Robert Irwin has been a favorite of mine for some time now. His work helped to pioneer the 1960s California Light and Space movement, and it is often beautiful to experience in person. Having never seen his well-known window installation “1° 2° 3° 4°,” which was originally installed at the Museum of Contemporary Art San Diego, I was wanted to stop by his show at Pace Gallery in midtown Manhattan to see the piece revisited.
The show, Dotting the i’s and Crossing the t’s: Part I, was, however, a little disappointing. Toying with architectural boundaries, and everything a window can be, “1° 2° 3° 4°” was nice, but I got the feeling that the window installation exposing the gallery to the outside sounds and elements probably worked better in San Diego than midtown Manhattan. The rest of the show was comprised of five black-and-white, highly reflective panels, with subtle undertones barely visible, as well as one light sculpture of vertical fluorescent tubes with color filters.

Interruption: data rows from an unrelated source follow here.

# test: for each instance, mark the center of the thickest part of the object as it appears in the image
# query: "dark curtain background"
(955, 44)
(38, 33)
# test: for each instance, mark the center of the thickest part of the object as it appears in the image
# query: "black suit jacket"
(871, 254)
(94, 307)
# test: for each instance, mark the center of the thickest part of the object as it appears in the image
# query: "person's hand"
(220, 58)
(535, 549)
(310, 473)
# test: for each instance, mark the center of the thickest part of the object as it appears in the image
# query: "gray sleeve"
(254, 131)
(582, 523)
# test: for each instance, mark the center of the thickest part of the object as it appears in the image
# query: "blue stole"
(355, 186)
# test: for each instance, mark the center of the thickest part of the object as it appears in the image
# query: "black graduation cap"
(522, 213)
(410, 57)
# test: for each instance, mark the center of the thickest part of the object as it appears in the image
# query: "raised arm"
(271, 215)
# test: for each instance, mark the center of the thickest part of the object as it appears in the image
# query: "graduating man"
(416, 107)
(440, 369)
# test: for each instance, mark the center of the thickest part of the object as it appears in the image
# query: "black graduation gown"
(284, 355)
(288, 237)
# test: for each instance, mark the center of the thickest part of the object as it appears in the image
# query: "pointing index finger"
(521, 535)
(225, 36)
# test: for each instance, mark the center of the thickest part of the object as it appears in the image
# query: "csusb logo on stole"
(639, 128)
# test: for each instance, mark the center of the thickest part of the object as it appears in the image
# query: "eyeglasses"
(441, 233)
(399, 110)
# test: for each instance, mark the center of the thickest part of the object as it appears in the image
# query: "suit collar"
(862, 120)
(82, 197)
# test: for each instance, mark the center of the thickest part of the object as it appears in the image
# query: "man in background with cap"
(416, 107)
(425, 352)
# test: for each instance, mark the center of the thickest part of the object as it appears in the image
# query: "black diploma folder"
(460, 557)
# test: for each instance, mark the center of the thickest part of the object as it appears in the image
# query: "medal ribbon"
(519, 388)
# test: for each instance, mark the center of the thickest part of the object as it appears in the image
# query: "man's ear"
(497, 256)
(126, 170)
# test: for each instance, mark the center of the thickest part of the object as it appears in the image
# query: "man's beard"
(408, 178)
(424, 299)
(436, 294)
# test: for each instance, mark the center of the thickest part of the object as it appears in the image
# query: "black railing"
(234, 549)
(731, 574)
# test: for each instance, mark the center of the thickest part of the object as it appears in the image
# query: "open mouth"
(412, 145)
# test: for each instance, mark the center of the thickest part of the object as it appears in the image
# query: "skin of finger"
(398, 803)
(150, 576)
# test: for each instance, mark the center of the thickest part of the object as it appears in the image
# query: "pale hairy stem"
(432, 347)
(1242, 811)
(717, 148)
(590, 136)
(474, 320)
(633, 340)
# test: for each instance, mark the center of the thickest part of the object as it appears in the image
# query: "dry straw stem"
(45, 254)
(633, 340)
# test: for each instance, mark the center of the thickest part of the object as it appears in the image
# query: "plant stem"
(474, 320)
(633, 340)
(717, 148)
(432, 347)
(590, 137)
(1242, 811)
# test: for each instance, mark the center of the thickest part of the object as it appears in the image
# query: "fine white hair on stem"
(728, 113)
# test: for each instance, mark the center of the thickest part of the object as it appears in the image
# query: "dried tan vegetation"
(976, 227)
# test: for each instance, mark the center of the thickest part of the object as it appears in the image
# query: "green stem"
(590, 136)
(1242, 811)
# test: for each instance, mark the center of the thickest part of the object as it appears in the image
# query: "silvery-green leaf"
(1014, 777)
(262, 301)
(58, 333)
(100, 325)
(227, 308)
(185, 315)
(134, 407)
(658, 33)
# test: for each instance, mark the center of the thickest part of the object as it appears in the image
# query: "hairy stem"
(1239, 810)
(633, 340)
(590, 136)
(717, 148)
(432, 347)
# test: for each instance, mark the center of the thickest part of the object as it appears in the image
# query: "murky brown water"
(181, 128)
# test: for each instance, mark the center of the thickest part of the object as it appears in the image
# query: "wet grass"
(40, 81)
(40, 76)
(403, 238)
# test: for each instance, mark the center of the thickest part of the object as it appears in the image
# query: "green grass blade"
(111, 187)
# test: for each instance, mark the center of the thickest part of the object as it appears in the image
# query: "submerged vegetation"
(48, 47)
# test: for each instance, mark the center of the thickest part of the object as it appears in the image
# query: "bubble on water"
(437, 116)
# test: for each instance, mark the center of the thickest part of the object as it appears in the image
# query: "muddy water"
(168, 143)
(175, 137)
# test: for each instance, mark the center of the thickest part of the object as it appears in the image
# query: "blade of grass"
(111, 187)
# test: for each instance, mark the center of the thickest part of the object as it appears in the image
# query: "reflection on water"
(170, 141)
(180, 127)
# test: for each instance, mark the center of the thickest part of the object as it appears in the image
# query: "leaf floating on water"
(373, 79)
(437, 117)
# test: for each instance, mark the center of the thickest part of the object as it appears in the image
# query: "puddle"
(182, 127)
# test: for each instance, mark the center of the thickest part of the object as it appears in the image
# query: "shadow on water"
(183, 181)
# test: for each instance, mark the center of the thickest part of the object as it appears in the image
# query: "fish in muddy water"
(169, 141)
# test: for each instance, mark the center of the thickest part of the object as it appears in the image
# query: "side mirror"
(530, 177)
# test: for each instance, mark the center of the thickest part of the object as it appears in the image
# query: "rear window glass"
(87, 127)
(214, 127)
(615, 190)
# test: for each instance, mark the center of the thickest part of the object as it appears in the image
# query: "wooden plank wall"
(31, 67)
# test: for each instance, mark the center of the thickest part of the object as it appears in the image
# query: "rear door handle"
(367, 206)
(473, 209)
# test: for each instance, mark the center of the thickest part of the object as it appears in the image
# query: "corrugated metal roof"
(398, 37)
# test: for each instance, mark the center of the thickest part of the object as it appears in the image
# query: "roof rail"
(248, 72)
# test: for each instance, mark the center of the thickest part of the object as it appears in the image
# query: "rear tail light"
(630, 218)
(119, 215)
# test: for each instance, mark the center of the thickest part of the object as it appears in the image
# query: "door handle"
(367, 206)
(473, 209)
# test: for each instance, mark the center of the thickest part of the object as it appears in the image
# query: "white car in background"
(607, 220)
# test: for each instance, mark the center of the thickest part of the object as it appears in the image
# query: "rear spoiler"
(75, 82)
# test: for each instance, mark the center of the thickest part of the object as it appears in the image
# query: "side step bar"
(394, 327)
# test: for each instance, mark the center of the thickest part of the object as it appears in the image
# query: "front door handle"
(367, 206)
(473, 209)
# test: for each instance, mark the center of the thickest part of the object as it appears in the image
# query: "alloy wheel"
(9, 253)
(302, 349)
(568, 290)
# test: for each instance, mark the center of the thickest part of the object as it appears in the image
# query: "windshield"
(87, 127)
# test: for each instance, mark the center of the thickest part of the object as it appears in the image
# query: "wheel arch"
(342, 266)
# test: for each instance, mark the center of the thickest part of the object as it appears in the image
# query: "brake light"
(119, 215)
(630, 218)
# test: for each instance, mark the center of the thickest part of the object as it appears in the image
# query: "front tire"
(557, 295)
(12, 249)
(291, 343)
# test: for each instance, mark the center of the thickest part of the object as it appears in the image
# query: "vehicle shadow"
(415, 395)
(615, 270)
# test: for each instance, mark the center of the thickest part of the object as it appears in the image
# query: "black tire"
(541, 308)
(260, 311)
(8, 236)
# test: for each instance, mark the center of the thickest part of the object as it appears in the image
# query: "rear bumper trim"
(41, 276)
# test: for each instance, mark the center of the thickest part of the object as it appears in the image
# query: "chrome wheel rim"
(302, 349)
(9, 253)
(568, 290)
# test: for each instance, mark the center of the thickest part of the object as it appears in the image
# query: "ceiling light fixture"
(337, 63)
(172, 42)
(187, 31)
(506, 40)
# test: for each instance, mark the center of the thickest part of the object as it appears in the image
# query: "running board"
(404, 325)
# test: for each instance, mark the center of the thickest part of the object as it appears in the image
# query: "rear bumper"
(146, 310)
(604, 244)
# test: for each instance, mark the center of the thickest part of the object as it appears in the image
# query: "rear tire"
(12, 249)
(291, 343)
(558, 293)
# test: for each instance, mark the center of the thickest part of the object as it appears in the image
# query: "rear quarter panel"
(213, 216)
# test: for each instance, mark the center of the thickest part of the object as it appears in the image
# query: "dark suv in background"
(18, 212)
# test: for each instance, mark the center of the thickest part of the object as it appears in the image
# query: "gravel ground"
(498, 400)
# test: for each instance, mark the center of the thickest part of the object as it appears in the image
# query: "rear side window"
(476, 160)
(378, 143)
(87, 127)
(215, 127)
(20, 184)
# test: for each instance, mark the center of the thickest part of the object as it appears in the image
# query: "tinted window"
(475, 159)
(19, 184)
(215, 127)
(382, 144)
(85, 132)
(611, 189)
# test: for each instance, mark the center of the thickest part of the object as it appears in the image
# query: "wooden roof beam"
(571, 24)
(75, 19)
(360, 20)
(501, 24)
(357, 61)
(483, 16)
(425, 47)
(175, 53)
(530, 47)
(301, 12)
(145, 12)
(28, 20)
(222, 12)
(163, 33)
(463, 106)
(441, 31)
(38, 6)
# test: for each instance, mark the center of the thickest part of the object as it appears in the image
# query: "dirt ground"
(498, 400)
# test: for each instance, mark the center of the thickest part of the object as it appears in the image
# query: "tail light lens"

Irwin’s focus has always been creating art that demands and invites thorough engagement from the viewer. Irwin captured acclaim with works such as, “Untitled” from 1968, a large plastic disk suspended off the gallery wall, which, after looking at the piece for a while, astoundingly appears to slowly melt into the wall. Irwin has since sought to capture more and more subtler effects with his work, almost to a fault. The panels on display, appear at first black and white, but after closer inspection, reveal barely visible color deep within. Unlike in older pieces of Irwin’s however, the subtle colors at I saw at Pace didn’t bring the same enjoyable reward; one simple saw the color or they didn’t, my thoughts about the pieces remained the same even after I had noticed the color.
The only piece that did offer a real reward to the patient viewer was the light sculpture in the back of the gallery. If you give this piece some time and look at its center, the outer fluorescent tubes slowly begin to pulsate and shift color — a visual trick and a gift to the patient viewer. Although using subtle coloring in the panels was not too impressive, Irwin’s ability to cause near hallucinatory effects in the viewer’s perception was still alive in this work, and I am glad I got to experience it.
All in all, I left the gallery feeling a little let down, it was definitely not Robert Irwin’s best work. I visited MoMA afterwards and found myself enjoying their garden, when I looked over and caught my reflection in a black window. I realized that the surface I was looking at had the exact same subtle qualities that Irwin’s pieces did back in the galleries, only this wasn’t phenomenological art — it was just a window.
Dotting the i’s and crossing the t’s: Part I runs at Pace Gallery (32 East 57th Street, Midtown, Manhattan) through June 23.